Ritchie is not unique in using his camera and narrative to ogle the Smurfette of the group. Like “The Gentlemen,” she is simultaneously the most versatile and competent member and vulnerable due to her gender. The threat of rape and torture is the sword of Damocles that Marjorie faces plus stifling her general revulsion for such an odious person, but her gender is not the ostensible issue—it is her Jewish heritage. So, Ritchie disguises his customary prurient fascination with sexual violence with historical bias.

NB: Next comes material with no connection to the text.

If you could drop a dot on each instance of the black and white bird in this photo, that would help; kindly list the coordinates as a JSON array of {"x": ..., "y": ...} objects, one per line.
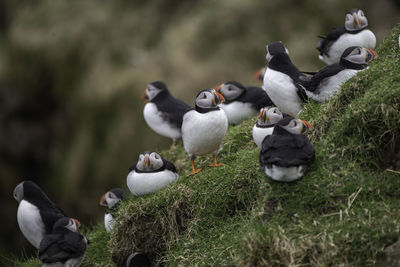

It is distinctive for Ritchie to make a film with Nazis who seem to enjoy socializing with Black people whether British or African. The one Spanish official, Captain Binea (Henrique Zaga), had a revulsion based on class more than race and did not want people beneath his rank touching him if they were not giving him what he wanted—the color of their skin was obviously a coincidence. German colonialists practiced genocide in Namibia long before World War II and treated African Germans in Germany poorly so it did strain belief that Mr. Heron and others could socialize and face little to no racism unless their neutrality became debatable.

Sembene Ousmane’s “Camp de Thiaroye” (1989) chronicled the post-war treatment of African troops who fought under the French command who like to pretend that they do not have an issue with race, yet the French massacred the African veterans who served them faithfully. Allied forces well known for treating Black people who fought for them worse than German prisoners of war, so it does strain suspension of disbelief that racism against Black people was not an issue for either side. It is not simply aspirational, but an erasure of history and the present, however the role of Black people in this operation is unclear so let’s call it a draw.

“The Ministry of Ungentlemanly Warfare” is less like a zucchini brownie than a brownie with a zucchini on top to rationalize that a popcorn movie has a sliver of educational value. It gets points for depicting the internal conflict among the British over whether to take the path of appeasement/surrender or war. It is a satisfying romp of a heist movie that lays out the plan then puts the pieces into place with room for error so the unreasonably attractive  heroes can showcase their wits, physical prowess and improvisational skills. Fun and forgettable.